Pompeo told reporters in New York he expected talks with Turkish officials to take place this week to discuss Brunson's fate. Erdogan is visiting the United States this week for a United Nations meeting.
"Yes, he could be released this month. He should have been released last month. And he should be released today in fact. We have talked to the Turks. They know the expectations," Pompeo told reporters in New York.
"Obviously we want to have good relations with every country, including the United States, but we have to resolve the issues between the two countries through diplomacy," Kalin said.
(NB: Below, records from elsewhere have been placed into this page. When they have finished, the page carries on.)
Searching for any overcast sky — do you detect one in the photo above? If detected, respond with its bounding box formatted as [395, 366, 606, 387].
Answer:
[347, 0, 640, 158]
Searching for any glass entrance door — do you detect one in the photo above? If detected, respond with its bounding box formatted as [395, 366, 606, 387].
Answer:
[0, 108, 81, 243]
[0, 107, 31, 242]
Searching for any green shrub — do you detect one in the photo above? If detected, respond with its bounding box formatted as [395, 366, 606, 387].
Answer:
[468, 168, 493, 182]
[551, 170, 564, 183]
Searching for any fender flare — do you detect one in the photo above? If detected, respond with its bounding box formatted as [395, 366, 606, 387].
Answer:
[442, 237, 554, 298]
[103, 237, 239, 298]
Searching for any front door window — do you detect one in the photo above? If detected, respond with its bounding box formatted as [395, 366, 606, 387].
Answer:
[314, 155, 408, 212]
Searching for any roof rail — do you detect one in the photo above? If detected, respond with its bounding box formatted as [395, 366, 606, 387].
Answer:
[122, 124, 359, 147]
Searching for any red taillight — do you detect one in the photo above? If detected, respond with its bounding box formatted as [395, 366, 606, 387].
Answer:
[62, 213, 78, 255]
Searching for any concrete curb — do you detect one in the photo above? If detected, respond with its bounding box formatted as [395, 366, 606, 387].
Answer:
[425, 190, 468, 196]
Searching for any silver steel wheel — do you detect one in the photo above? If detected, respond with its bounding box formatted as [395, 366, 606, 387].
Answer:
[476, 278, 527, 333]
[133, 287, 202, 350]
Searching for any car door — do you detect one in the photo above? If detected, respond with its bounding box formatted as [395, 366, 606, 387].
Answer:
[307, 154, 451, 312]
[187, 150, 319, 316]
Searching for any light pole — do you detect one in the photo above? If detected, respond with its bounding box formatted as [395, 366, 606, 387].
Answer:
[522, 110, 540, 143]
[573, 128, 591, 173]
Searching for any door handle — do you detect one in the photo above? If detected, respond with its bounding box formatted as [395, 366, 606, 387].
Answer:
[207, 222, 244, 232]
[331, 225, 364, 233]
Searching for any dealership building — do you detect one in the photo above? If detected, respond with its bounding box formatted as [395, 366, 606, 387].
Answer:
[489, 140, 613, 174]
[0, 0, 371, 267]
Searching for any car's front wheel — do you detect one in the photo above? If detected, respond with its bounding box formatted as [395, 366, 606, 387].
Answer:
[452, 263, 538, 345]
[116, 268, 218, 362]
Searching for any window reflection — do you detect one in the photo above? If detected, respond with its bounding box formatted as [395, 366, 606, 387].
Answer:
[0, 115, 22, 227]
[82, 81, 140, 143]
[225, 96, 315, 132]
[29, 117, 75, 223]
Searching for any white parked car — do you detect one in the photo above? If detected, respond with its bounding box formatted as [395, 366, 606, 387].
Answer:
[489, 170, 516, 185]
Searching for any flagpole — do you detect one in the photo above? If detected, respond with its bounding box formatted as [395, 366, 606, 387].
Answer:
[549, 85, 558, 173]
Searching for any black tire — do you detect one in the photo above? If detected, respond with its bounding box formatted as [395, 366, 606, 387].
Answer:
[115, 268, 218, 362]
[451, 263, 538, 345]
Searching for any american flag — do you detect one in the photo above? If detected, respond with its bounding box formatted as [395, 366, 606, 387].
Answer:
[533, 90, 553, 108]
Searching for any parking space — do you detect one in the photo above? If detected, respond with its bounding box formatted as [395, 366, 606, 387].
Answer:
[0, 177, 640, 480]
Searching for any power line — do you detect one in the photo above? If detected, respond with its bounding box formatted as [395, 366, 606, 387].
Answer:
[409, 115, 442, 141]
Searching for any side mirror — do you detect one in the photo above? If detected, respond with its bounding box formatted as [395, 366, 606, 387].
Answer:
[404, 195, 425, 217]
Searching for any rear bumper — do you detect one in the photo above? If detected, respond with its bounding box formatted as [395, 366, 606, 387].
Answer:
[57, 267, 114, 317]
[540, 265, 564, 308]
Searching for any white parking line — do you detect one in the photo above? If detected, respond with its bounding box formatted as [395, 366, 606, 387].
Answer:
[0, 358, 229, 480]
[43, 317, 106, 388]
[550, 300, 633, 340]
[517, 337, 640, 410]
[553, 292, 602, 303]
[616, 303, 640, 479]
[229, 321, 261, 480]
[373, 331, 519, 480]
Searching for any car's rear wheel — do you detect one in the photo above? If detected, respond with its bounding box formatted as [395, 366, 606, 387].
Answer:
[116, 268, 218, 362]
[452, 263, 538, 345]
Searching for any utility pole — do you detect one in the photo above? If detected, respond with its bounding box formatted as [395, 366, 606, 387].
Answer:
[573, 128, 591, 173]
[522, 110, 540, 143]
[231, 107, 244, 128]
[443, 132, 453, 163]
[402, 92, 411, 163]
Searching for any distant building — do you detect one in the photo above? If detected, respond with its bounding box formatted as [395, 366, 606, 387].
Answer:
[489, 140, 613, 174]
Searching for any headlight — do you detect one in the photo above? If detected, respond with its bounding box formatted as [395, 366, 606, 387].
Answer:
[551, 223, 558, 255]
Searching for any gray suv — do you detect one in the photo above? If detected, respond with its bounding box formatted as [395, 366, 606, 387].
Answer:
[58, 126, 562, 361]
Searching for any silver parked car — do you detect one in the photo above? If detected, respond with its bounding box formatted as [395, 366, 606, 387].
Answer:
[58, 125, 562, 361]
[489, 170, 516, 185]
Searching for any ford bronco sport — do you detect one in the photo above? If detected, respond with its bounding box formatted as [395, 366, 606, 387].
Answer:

"It's not just about Pastor Brunson, but a number of other issues, including the American support for the YPG in Syria, which is a concern for our national security."
Turkey considers the YPG militia a terrorist organization linked to Kurdish militants on its soil.
The sell-off in the lira has raised concerns about the impact on the broader economy and put particular focus on Turkey's banks. Rating agency Fitch said on Monday that banks' foreign-currency liquidity risk had heightened significantly amid volatility and currency weakness.
The central bank this month hiked interest rates by 6.25 percent to stem inflation and put a floor under the currency. Last week the government rolled out a new economic programme with lower growth estimates, although many investors have given it a lukewarm reception.
"If there is an attempt to improve relations with the U.S. then this would be the third important component that we need to expect this rebound in the lira to prove sustainable," said Piotr Matys, an emerging markets forex strategist at Rabobank.
"The other two important components are already in place. The central bank raised interest rate decisively and this was followed by the new economic programme, which includes more realistic macroeconomic assumptions."
Brunson is one of several U.S. citizens who has been detained in Turkey in the aftermath of a failed coup in 2016, which Ankara blames on a U.S.-based cleric. Turkey has sought the extradition of the cleric, Fethullah Gulen. The United States has said it is a matter for the courts.
Among those jailed are a Turkish-U.S. citizen and former NASA scientist. Serkan Golge was visiting family in southern Turkey when he was arrested in the crackdown that followed the coup.
He plans to file an appeal to Turkey's top court after a lower appeals court reduced his sentence, his lawyer said last week.